I'm hoping these comments help you out.
In the latest SERVO Magazine Dennis Clark re-introduces the idea of behavior-based robotics, which is made to handle this sort of thing. The Propeller especially makes this form of robot control quite doable. I think Dennis demonstrates the concept using a simple Arduino procedural code structure, but with eight cores going independently in a Prop you can feed their outputs to a central routine that can make a determination of what to do given the variety and priority of the triggered events.
-- Gordon
@ratronic, This code sits between the motors and a Ping sensor. It calls the Ping, tests the returns and copies the result to a variable. The left and right motor objects use that variable for motor control. @GordonMcComb, I went to the bookstore but I was only able to get a copy of ROBOT mag. I'll get a copy of SERVO
You aren't the only one having the problem. Everyone else is too shy to ask:)
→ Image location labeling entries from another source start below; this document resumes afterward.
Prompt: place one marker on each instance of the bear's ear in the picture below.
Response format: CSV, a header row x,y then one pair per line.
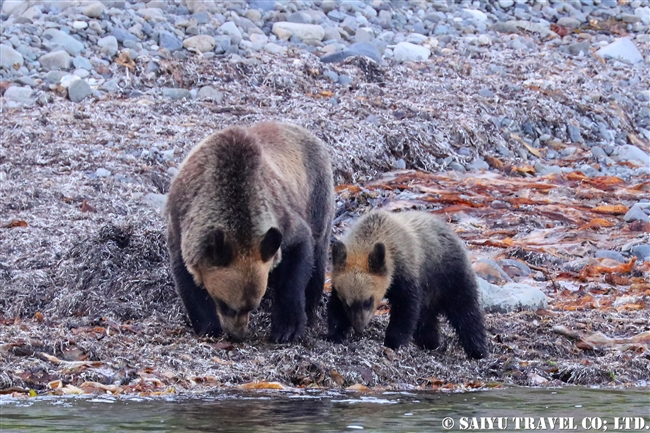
x,y
270,244
377,259
218,250
339,253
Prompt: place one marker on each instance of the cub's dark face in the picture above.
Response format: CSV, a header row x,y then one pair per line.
x,y
237,282
360,279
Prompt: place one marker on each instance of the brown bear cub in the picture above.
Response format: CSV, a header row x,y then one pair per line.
x,y
251,206
418,263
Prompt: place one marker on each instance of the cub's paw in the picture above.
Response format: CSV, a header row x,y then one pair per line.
x,y
394,341
336,337
208,330
287,330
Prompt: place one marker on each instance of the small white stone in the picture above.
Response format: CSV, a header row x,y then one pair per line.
x,y
484,40
67,80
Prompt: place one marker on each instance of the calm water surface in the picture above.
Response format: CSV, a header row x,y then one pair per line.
x,y
576,409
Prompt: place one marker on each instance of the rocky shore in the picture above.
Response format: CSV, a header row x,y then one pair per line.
x,y
526,124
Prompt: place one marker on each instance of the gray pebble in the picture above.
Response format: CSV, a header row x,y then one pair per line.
x,y
18,94
486,93
56,60
168,41
331,75
456,166
345,80
176,93
79,90
9,57
209,92
568,22
636,213
82,62
122,35
102,172
108,45
57,38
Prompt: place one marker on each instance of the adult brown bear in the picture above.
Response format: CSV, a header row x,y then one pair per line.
x,y
246,203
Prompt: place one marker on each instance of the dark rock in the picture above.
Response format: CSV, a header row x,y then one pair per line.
x,y
169,41
122,35
79,90
366,49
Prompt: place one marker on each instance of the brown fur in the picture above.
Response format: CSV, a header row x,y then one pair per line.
x,y
243,183
418,263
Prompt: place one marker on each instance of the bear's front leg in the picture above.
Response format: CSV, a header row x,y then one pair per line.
x,y
338,322
199,304
289,318
404,297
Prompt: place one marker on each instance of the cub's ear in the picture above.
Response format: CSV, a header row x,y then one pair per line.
x,y
270,244
218,250
377,259
339,253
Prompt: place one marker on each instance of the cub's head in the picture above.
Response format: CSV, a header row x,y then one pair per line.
x,y
360,278
236,281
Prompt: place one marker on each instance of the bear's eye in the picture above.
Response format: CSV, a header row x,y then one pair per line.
x,y
225,309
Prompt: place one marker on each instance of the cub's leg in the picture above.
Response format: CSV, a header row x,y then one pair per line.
x,y
427,334
314,290
199,304
404,297
338,322
461,306
288,318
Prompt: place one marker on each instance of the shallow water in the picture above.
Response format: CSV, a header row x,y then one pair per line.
x,y
513,409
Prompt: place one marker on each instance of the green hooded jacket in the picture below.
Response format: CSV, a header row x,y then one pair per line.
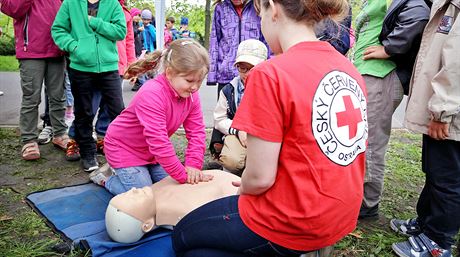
x,y
91,43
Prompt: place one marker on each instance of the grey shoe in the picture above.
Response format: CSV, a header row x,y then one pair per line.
x,y
89,164
408,227
420,246
45,135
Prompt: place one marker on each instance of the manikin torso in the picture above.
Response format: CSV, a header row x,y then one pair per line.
x,y
131,214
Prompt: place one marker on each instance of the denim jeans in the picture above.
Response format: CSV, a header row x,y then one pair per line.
x,y
216,229
383,97
83,85
68,91
438,207
137,176
33,73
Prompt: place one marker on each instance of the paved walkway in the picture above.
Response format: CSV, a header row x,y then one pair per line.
x,y
10,102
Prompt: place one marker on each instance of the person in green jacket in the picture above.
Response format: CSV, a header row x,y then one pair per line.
x,y
88,31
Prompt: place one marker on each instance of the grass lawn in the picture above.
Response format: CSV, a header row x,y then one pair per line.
x,y
9,63
24,233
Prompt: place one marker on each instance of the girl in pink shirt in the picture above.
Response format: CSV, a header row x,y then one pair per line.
x,y
137,144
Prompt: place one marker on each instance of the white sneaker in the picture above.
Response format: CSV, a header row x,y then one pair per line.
x,y
101,175
45,135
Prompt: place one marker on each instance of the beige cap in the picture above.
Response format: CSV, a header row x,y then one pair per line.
x,y
251,51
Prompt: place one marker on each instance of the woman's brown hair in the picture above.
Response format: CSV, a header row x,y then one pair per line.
x,y
310,11
184,56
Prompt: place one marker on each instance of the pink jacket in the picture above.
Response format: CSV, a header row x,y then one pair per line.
x,y
140,134
32,27
126,54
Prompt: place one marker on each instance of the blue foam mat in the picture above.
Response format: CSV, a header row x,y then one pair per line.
x,y
77,213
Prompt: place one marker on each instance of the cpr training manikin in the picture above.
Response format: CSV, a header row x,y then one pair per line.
x,y
132,214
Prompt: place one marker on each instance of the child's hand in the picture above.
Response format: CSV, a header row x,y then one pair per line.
x,y
243,137
375,52
237,184
194,176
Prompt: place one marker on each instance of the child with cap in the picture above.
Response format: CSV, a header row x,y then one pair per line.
x,y
228,145
135,13
184,32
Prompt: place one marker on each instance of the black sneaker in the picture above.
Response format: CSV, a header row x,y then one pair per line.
x,y
368,212
89,164
408,227
420,246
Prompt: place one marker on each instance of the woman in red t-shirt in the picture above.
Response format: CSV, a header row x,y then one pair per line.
x,y
305,115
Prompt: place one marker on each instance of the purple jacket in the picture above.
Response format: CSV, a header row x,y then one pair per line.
x,y
32,27
228,30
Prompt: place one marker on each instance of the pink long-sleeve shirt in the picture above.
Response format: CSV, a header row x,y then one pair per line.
x,y
140,134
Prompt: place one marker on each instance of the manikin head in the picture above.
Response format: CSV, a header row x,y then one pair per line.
x,y
130,215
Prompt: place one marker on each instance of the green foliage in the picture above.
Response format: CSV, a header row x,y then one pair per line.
x,y
9,63
195,14
7,45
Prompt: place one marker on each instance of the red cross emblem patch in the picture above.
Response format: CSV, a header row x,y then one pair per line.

In your original post, you say that what you are trying to do is get your bot to go in the direction that is most open. But your code isn't looking for the direction that is most open.
Why don't you find the largest value returned by the ping sensors, turn a little in that direction. Check again, etc. Remembering the greatest value found. When your bot is done looking, go back to that direction and proceed forward.
Rich
Rich
You have received many excellent suggestions already. Hope you find your solution quickly.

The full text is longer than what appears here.